Narrative bumps in the road aside, the book continues to tease out a fascinating alternative history and intriguing uses for Red Gold. This time, it’s used in a way to speak with the dead and also to power the wings of an African American scout. The art from Mirko Colak focuses on expressions and people over broader landscapes, humanizing the story and the struggle that much more.
Lucas Stand #4 (of 6)
Author: Kurt Sutter & Caitlin Kittredge
Artist: Jesús Hervás
Publisher: BOOM! Studios
Source: BOOM! Studios DRC
I’m not sure what we’re building towards with the latest issue of Lucas Stand. As revealed in the cliffhanger from issue #3, Lucas was thrown into the tail end of Vietnam with his long-dead father. Sent after a Tempter, his main mission is derailed partially by learning that the letters his father wrote him were lies. Instead of the war hero Lucas thought he was, his father was perpetually high and prone to violence. Flashbacks to the letters and Lucas’ childhood are meant to conjure sympathy, but it falls flat with readers and the main character himself.
Juggling the revelations of his father, Lucas also runs into a nurse named Alicia, who is only out for herself on this mission and with no interest in helping him take out the Tempter – and neither is the host. The human as a willing participant is an interesting twist that’s hardly explored and treated much like a b-plot for the first time in the series. There is a lot going on in this issue and as a result, nothing really sticks. When the dust settles, Lucas has hardly learned anything and is welcomed with a groan-worthy surprise that hardly makes sense as a smart choice for Gadrel.
Jesús Hervás and Adam Metcalfe work together to elevate the chaotic story with equally chaotic, but mindful, artwork. The trips through Lucas’ childhood are appropriately dream-like and tinged with nostalgia, while the grit and horrors of Vietnam feel oppressive and dangerous.

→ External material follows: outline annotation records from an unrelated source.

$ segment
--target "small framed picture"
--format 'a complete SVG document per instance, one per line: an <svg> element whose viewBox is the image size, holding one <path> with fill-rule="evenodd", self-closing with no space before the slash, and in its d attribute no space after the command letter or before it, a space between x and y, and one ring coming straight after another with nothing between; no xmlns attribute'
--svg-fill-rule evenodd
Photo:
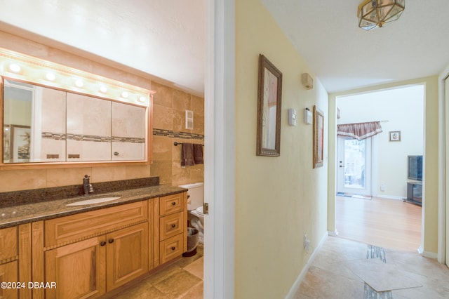
<svg viewBox="0 0 449 299"><path fill-rule="evenodd" d="M401 141L401 131L390 131L390 141Z"/></svg>

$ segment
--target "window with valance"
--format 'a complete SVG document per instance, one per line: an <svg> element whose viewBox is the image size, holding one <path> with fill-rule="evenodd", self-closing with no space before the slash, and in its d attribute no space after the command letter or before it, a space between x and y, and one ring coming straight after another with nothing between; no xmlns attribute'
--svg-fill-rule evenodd
<svg viewBox="0 0 449 299"><path fill-rule="evenodd" d="M362 140L382 132L380 121L337 125L337 135Z"/></svg>

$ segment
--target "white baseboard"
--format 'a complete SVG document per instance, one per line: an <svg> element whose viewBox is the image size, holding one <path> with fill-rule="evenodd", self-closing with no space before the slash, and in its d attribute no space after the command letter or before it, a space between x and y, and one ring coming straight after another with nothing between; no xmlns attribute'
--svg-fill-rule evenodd
<svg viewBox="0 0 449 299"><path fill-rule="evenodd" d="M407 200L406 198L404 197L396 197L394 195L379 195L379 194L376 194L376 195L373 195L374 197L379 197L381 199L395 199L395 200L401 200L401 201L404 201L404 200Z"/></svg>
<svg viewBox="0 0 449 299"><path fill-rule="evenodd" d="M438 258L438 253L434 252L426 251L424 250L422 246L420 246L420 248L417 248L417 251L418 251L418 253L420 253L421 255L424 256L424 258L434 258L434 259Z"/></svg>
<svg viewBox="0 0 449 299"><path fill-rule="evenodd" d="M438 258L438 253L424 251L422 251L422 256L424 256L424 258L433 258L436 260Z"/></svg>
<svg viewBox="0 0 449 299"><path fill-rule="evenodd" d="M314 252L310 256L310 258L309 259L309 260L307 260L307 263L304 266L304 268L302 268L301 273L300 273L300 275L297 277L297 278L295 281L295 283L293 284L292 287L290 288L290 291L286 296L286 299L293 299L295 298L295 294L296 294L296 292L297 291L297 289L300 287L300 284L301 284L301 281L302 281L302 279L304 279L304 277L306 276L306 274L307 274L307 271L309 271L309 268L310 267L310 265L311 265L314 260L315 259L315 257L316 256L316 253L319 251L320 248L321 248L321 246L323 246L323 244L324 244L324 241L326 240L327 238L328 238L328 233L326 232L320 240L320 242L316 246L316 248L315 248L315 250L314 250Z"/></svg>

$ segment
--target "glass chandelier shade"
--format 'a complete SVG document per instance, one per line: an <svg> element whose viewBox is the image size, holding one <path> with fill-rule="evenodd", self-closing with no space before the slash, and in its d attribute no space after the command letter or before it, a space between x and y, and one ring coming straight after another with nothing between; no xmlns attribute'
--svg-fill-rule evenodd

With only two issues left, I’m not sure what the end-game is meant to be, nor do I know how they’re going to appropriately wrap up a series where the main character ran a family off the road to their deaths in the first issue and continues to minimally atone. We probably won’t find out next issue, as Lucas Stand heads to old school Hollywood.
Green Lanterns #7
Authors: Sam Humphries
Artist: Ronan Cliquet
Publisher: DC Comics
I was harsh on the first issue of Green Lanterns, the new take on the Corps’ youngest members as would-be buddy cops and Green Lanterns #7 addresses my main problem with the series debut, namely a total lack of focus on the characters themselves. The newest issue sees Jessica joining Simon for a party where both have to deal with their anxiety and the expectations placed upon them as they attempt to make cookies.
If that sounds a little sitcommy or fan-fictiony, well, you wouldn’t be wrong. It’s a jokey issue that focuses entirely on how similar these two characters are, despite the wildly different ways they present themselves to the world. It’s a little too cute by half and readers could hardly be blamed for guessing exactly how this story is going to play out by about the midpoint.

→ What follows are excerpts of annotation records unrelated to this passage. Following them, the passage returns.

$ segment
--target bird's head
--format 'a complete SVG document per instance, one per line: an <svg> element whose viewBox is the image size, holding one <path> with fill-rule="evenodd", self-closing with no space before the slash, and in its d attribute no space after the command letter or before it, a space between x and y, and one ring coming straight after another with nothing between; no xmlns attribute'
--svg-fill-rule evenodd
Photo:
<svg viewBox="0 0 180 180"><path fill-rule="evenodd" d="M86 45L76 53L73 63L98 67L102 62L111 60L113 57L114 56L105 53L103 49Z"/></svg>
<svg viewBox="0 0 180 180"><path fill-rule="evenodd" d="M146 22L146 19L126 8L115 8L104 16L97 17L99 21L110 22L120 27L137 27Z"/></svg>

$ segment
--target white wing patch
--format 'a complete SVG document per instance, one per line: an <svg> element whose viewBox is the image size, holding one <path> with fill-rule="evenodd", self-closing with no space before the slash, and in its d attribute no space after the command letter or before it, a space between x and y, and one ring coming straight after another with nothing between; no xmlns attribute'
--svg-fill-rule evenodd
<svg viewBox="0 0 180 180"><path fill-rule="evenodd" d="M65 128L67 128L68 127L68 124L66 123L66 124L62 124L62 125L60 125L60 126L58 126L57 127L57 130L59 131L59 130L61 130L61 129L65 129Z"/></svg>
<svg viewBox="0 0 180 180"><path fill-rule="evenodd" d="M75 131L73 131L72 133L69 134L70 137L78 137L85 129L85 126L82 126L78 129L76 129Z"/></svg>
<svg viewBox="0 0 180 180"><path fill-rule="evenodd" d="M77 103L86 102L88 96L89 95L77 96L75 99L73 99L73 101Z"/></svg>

Still, it’s more charming than not. Writer Sam Humphries is something of a Brian Michael Bendis acolyte when it comes to dialogue and there’s a certain jokey rat-tat-tat to the characters’ back and forth. The issue’s nicely illustrated by Ronan Cliquet, who brings a nice, cartoonish softness to the cast and a goofy, fish-out-of-water style to Farid’s encounters with a rogue Guardian of the Universe. The character beats also work well, particularly Simon’s story, which focuses on the path that lead to him becoming an accused terrorist and criminal. It’s sugary-sweet but mostly works.

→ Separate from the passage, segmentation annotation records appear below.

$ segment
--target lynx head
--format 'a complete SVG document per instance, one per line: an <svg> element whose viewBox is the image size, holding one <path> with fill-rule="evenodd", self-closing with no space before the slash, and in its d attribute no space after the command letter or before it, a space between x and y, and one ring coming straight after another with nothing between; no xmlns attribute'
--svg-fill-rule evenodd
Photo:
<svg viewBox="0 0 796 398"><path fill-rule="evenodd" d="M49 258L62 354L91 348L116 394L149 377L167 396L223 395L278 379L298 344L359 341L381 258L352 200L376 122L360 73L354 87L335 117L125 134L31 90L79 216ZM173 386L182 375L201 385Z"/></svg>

After a first arc that leaned a bit too hard on been-there-done-that Lantern-based superheroics, it’s nice to see Humphries telling a grounded, human story with the series’ central pair, even if it’s one that rings false at least as often as the characters’ motivations feel right.
It’s a memorable issue, one that satisfies those looking for a little less action than the Green Lantern universe has been filled with as-of-late, but in some ways, it’s a swing too far from what many readers are going to want out of these characters.